The test for an independent contractor versus an employee is control. A contractor has significant freedom. He's hired and paid by the job, typically has the ability to perform work away from the primary job site, uses his own tools, and has the ability to complete the job pretty much however he wants, as long as it's within established parameters.
An employee works when and where he's told. The employer tells him how to complete assigned tasks. An employee generally cannot decline specific work. He works on-site most of the time, uses the employer's equipment, and is usually paid hourly (or on a salaried basis).
The board cannot hire someone as an independent contractor when they are really an employee in disguise. It's not an easy as saying "We're going to call you a contractor." That's a violation of federal law. The person has to actually be an independent contractor. The more control the city has, the more likely the person is really an employee who has been misclassified.

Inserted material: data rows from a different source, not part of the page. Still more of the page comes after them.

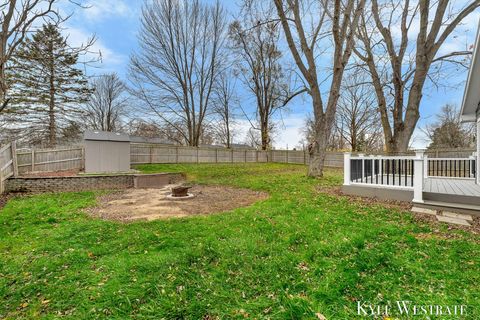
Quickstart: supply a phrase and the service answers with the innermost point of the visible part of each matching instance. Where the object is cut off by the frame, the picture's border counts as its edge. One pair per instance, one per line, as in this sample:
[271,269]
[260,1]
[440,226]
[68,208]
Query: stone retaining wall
[86,183]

Customer: replied 2 years ago.
i still dont know the answer. i am a registered sanitarian in the state of ohio inspecting restaurants for the board of health as required by law. they ruled i am a independent contractor and am not on the payroll. therefore, they do not have to contribute to the ohio mpublic employees retirement system. i would like to appeal the decision of OPERS but dont know if i have a chance
Expert:  Lucy, Esq. replied 2 years ago.
The answer to this question ALWAYS comes down to the specific facts of your case. Read the descriptions - which one is more how you work? That's the answer.
If the city has control over you and how you work, if you only work for them, they set your hours and pay you an hourly or weekly rate, you're an employee and they can't call you an independent contractor just to avoid paying you benefits.